A Justiça de Minas Gerais condenou o vereador Nivaldo José de Paiva (Iapa), do município de Senhora de Oliveira, e o médico Allex Ruas Fernandes por envolvimento em um esquema de corrupção ativa e passiva que cobrava valores indevidos de pacientes atendidos pelo Sistema Único de Saúde (SUS). A sentença foi proferida pelo juiz Paulo Roberto Caixeta, da 1ª Vara Criminal de Conselheiro Lafaiete, e classifica o esquema como um ato “desumano e abusivo” contra pessoas em situação de vulnerabilidade.
De acordo com o processo, o médico Allex Ruas, que atendia pelo SUS no Hospital e Maternidade São José, em Lafaiete, cobrava quantias entre R$ 1.500 e R$ 3.000 de pacientes para agilizar ou garantir procedimentos cirúrgicos que já eram totalmente custeados pelo sistema público. O vereador Nivaldo Iapa intermediava contatos e negociações com os pacientes, agindo como elo entre o médico e a população que buscava atendimento.
Em um dos casos descritos na sentença, o vereador chegou a negociar “desconto” em uma cirurgia de vesícula para um morador de Senhora de Oliveira, reduzindo o valor cobrado ilegalmente de R$ 2.500 para R$ 2.300. O esquema ficou conhecido nos autos como a “Máfia das Cirurgias Cobradas”.
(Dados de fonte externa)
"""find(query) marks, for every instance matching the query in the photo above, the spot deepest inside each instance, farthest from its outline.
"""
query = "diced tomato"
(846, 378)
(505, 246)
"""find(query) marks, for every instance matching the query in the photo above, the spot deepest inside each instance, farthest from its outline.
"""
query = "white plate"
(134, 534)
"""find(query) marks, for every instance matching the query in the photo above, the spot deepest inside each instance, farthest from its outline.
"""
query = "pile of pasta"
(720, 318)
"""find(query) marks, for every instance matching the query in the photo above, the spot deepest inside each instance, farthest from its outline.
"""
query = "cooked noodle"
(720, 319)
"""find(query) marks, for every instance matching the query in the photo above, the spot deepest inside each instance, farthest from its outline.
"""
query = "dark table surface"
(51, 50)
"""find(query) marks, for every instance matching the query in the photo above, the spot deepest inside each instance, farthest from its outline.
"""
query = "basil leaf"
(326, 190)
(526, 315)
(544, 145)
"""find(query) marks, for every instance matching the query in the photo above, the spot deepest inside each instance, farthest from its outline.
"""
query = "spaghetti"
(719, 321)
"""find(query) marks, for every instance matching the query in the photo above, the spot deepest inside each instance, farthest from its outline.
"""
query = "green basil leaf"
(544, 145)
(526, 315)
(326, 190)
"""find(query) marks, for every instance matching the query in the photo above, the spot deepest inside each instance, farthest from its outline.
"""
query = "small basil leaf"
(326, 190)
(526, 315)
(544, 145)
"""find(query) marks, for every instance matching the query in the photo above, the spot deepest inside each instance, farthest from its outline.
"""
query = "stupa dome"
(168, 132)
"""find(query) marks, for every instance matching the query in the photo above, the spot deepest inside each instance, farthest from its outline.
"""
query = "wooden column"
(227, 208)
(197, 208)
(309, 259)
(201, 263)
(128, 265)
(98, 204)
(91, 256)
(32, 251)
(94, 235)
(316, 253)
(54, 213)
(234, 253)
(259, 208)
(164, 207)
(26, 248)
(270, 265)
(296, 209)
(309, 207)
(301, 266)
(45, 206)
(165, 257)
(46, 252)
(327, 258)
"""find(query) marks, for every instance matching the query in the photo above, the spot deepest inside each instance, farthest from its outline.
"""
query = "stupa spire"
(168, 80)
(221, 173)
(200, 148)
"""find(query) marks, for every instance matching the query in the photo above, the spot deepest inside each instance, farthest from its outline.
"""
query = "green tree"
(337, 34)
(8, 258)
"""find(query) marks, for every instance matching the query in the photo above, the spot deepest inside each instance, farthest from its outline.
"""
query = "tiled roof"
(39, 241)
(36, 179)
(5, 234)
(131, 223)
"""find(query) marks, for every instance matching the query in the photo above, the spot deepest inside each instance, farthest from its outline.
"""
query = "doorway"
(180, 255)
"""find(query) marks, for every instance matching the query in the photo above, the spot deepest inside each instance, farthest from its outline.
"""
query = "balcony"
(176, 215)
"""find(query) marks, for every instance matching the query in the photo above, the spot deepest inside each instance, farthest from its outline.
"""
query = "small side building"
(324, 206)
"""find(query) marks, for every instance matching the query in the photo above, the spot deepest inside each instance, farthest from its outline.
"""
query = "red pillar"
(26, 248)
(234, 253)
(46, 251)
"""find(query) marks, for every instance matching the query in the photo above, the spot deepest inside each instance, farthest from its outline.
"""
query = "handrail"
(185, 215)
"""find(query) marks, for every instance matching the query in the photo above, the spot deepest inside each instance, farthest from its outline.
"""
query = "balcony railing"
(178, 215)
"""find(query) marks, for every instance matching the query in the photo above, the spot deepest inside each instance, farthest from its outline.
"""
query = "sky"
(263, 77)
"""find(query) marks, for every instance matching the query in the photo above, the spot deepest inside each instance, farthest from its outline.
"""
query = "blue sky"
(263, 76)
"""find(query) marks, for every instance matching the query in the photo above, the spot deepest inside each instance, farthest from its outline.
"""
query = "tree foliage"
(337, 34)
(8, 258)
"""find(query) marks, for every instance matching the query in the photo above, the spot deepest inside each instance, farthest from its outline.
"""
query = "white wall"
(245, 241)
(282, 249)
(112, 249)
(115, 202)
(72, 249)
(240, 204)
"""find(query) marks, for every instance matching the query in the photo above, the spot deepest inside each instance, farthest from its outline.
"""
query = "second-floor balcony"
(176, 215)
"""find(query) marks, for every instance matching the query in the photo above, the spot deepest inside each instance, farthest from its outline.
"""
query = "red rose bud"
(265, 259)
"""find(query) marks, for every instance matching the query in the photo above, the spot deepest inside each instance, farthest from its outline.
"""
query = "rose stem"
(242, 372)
Esquema de propina em cirurgias públicas
As investigações do Ministério Público e da Polícia Civil revelaram que os acusados se aproveitavam da urgência e da falta de recursos dos pacientes, muitos deles idosos e moradores de áreas rurais. Os depoimentos apontam que, sem recibos e com ameaças de não realização das cirurgias, o médico exigia o pagamento em dinheiro antes ou após os procedimentos.
O juiz destacou que as práticas configuraram “grave violação ética e moral”, lembrando que o atendimento pelo SUS é um direito constitucional e que a cobrança de qualquer quantia adicional representa corrupção e abuso de poder.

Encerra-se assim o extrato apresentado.